道路構造物ジャーナルNET

鉄道橋2橋が崩落、道路橋は中小河川で被災

令和4年8月豪雨 福島・山形・新潟の被災現場を歩く

公開日:2022.08.30

2日目 再び大巻橋、JR米坂線小白川渡河部の現場に

 翌日、再び大巻橋、JR米坂線の小白川渡河部の橋梁現場に行く。見る場所を変えて荒人神社の方から見ると、大巻橋の惨状が分かる。川の流れに沿って湾曲する左岸側がアプローチの道路も含めて大きくえぐれている。しかし、右岸側も損傷が大きくおそらく溢水したことが分かる。川の流れに沿った水衝突を繰り返しながら、JR米坂線の小白川橋りょうに至ったのだろう。小白川橋りょうはおそらく濁川橋梁と同様に橋脚の洗堀が先行して生じて桁が落ちたものと考えられるが、左岸側の径間は倒れているだけで、右岸側の径間は下流に流されているという桁の流れ方の違いが、災害時の水の流れ方を想像させる。大巻橋では、車で走行中の人が巻き込まれ、行方不明との報道、無事を祈る。

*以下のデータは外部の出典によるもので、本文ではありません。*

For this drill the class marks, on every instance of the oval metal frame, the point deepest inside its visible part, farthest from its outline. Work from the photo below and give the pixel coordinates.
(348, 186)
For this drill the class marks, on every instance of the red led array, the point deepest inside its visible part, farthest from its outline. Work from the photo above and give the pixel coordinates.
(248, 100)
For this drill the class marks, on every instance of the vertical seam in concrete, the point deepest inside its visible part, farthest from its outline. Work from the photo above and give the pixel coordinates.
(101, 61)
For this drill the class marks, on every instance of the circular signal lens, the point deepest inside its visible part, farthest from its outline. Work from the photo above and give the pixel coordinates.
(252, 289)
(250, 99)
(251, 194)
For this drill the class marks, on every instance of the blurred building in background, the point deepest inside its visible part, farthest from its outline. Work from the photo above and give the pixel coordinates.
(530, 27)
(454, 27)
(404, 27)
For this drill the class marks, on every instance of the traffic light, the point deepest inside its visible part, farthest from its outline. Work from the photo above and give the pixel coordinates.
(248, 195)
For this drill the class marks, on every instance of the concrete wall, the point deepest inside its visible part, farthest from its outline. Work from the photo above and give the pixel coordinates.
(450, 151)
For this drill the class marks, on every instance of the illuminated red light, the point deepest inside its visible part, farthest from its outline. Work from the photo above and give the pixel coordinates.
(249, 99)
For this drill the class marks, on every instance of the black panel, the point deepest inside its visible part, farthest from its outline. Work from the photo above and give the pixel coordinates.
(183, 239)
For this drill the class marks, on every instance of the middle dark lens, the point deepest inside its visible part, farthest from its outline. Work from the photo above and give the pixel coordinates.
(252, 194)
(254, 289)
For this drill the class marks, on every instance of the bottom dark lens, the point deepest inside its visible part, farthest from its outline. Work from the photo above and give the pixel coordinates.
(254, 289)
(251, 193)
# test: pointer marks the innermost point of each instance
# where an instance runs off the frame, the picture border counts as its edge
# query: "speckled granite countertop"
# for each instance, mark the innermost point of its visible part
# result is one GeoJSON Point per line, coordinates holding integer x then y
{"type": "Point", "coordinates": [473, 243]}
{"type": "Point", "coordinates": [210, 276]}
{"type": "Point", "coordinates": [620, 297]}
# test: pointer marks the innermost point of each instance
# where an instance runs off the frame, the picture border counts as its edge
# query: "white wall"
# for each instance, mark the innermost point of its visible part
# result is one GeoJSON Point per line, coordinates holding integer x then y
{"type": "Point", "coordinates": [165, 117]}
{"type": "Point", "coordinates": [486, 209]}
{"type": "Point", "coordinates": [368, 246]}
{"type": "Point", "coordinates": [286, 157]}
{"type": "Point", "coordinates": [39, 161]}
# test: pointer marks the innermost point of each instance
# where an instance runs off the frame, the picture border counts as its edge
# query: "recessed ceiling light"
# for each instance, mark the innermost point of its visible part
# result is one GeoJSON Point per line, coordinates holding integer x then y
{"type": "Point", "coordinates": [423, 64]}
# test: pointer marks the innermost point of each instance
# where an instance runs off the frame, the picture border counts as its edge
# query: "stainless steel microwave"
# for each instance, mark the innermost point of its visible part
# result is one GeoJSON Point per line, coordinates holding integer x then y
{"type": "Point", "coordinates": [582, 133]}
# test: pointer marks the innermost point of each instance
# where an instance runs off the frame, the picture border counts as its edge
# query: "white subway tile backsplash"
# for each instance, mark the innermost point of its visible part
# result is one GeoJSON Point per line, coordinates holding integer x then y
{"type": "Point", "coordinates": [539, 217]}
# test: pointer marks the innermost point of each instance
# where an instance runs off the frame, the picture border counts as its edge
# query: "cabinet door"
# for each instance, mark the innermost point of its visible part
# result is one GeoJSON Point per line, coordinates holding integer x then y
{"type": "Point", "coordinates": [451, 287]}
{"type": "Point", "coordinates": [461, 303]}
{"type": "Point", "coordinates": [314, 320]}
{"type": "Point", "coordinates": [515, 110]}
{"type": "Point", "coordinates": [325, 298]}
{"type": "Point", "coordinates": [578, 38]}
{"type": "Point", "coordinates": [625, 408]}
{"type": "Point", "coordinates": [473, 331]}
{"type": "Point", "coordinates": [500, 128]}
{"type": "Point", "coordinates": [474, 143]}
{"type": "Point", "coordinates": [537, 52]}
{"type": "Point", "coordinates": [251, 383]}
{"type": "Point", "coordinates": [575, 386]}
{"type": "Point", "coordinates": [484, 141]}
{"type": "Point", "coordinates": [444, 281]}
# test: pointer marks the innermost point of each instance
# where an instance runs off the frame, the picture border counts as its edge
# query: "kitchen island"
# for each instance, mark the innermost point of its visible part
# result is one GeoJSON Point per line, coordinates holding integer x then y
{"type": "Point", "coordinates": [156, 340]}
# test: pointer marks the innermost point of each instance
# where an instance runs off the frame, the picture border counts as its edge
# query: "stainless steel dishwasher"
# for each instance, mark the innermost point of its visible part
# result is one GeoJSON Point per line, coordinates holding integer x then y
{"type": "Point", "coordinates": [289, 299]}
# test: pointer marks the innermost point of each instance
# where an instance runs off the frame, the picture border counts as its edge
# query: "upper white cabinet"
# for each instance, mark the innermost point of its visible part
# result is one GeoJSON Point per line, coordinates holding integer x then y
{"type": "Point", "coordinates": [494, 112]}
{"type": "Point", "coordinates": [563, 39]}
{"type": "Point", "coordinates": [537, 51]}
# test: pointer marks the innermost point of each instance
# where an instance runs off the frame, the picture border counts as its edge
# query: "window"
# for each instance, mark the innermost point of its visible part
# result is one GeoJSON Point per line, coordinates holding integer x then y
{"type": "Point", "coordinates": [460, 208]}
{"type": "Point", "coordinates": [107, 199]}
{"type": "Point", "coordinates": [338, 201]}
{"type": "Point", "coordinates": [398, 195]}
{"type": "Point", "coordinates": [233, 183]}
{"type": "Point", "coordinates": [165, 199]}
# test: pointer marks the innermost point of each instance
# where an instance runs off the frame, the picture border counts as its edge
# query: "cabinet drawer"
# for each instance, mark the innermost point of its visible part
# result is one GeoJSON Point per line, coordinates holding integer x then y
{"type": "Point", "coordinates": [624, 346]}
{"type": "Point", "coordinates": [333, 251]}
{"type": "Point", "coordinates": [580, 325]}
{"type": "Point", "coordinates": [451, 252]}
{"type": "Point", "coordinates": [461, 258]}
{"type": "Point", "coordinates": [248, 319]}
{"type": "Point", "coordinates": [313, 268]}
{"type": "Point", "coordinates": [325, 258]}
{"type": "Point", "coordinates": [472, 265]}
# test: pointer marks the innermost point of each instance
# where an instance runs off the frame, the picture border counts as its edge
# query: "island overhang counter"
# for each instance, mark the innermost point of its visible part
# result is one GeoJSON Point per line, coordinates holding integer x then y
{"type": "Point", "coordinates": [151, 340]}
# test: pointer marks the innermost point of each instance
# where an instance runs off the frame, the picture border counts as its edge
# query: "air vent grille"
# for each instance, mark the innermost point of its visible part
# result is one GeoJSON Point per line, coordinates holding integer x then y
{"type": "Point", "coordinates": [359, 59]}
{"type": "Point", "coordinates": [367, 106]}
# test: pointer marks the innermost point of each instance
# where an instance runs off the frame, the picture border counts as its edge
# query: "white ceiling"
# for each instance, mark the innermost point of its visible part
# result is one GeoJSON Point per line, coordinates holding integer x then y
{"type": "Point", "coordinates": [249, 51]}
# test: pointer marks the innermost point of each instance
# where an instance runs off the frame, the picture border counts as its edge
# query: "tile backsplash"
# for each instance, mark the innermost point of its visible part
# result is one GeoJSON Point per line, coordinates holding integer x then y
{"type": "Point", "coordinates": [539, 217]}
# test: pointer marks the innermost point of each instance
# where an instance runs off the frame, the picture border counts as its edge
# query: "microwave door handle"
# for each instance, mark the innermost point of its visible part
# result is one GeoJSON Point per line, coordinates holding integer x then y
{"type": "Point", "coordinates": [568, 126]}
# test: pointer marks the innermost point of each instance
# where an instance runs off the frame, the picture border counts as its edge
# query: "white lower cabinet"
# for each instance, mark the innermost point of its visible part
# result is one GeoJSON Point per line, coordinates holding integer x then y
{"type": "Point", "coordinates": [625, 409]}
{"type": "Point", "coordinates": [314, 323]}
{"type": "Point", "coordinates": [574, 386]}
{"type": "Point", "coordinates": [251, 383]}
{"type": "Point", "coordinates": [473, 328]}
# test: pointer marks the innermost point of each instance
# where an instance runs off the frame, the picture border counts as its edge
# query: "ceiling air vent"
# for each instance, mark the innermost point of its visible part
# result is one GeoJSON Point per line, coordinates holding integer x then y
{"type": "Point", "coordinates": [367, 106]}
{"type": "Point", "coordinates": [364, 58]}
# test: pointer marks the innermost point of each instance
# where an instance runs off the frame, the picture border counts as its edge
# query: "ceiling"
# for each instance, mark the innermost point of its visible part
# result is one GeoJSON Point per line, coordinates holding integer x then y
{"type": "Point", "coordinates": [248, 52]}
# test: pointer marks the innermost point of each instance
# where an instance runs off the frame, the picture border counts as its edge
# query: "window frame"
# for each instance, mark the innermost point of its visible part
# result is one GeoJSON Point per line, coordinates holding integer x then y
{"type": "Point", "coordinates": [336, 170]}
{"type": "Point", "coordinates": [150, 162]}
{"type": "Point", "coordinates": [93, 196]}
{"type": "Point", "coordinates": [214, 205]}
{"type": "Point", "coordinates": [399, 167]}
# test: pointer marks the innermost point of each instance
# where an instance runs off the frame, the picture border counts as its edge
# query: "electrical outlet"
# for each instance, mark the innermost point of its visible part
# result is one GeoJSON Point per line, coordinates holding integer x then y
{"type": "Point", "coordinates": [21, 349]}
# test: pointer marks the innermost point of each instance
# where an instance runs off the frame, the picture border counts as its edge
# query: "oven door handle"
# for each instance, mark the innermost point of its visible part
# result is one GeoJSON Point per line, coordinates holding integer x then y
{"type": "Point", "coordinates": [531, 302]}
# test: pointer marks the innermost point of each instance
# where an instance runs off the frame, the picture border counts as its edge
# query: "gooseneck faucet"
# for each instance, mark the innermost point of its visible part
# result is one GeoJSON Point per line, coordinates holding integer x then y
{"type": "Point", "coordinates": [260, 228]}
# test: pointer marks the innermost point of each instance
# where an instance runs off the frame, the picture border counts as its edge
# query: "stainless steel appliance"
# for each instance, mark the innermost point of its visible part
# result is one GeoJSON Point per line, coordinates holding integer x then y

 これらの橋はもはや橋だけ復旧するという事は難しいのではないか。河川の拡幅や堤防高を上げるなど、河川流量の抜本的な再設計を行ったうえで橋をかける必要があると記者は考える。


大巻橋の落橋状況

大巻橋はコンクリート製の橋梁だった(左)/左岸側の橋台部は盛土が流失どころか隣接する建物の杭が露出していた(中)/
右岸側の橋台? は倒れていた(右)

大巻橋の下流、左岸側は水が堤防を越えた様だ

置賜白川右岸から見たJR米坂線の小白川橋りょう

 国道113号を西走し小国町に向かう。小国町では種沢の滝ノ沢(荒川支流横川の支流)で同沢を渡河する橋梁の下流において護岸が損壊していた。


堤防の損壊状況

新潟県関川村 県道273号上野原橋 桁が崩落

 更に国道113号を西走し、関川村へ。関川村周辺でもおそらくは国道まで溢水した形跡があちこちに残っている。国道113号を楢木新田付近で右折し、新潟県道492号を走って荒川沿いを見ると、鷹の巣温泉付近の堤防が崩れ、旅館の一部が損壊していた。再び国道113号に合流し、西走する。目的地は小見橋周辺である。


国道113号は一部で片側通行が続いていた

鷹の巣温泉付近の堤防が崩れ、旅館の一部が損壊していた

 小見橋も渡河部は損傷がなかったが、左岸部の国道を跨ぐアプローチ橋は左岸側の橋台に隣接する盛土部分が少し壊れていた。小見橋を渡り右折してすぐのところにある吹ノ沢橋(その名の通り吹ノ沢という沢を渡る橋だ)は、これも左岸側橋台背面の道路がえぐれていた。右岸側橋台背面も一部で穴が開いていた。


吹ノ沢橋の橋台背面損傷状況

同橋の上下流の状況と左岸側の橋台背面の損傷状況

 更に県道273号を北上し、太田沢川に架かる上野原橋に向かう。ここも橋梁の損傷が報じられていたところだが、現場に行くと橋軸方向に拡幅した下流側の桁? が完全に落ちていた。落ち方を見ると、右岸側の損傷が卓越している。川の線形的には左岸側に湾曲しているが、右岸側にサグがある高低差のため、こうした損傷になってしまったのだろう。


太田沢川に架かる上野原橋の落橋状況

 国道113号を西走し、同村土沢で国道290号に左折、道路の損傷が報じられた胎内市夏井に向かう。夏井の千本桜が有名な箇所だ。ここでも胎内川に沿った道路の一部が崩れ応急復旧を急いでいた。
次いで同市内の中条小学校近くの小河川を跨ぐ橋梁でも今回の豪雨で損傷が生じていたことから、その補修のための測量が行われていた。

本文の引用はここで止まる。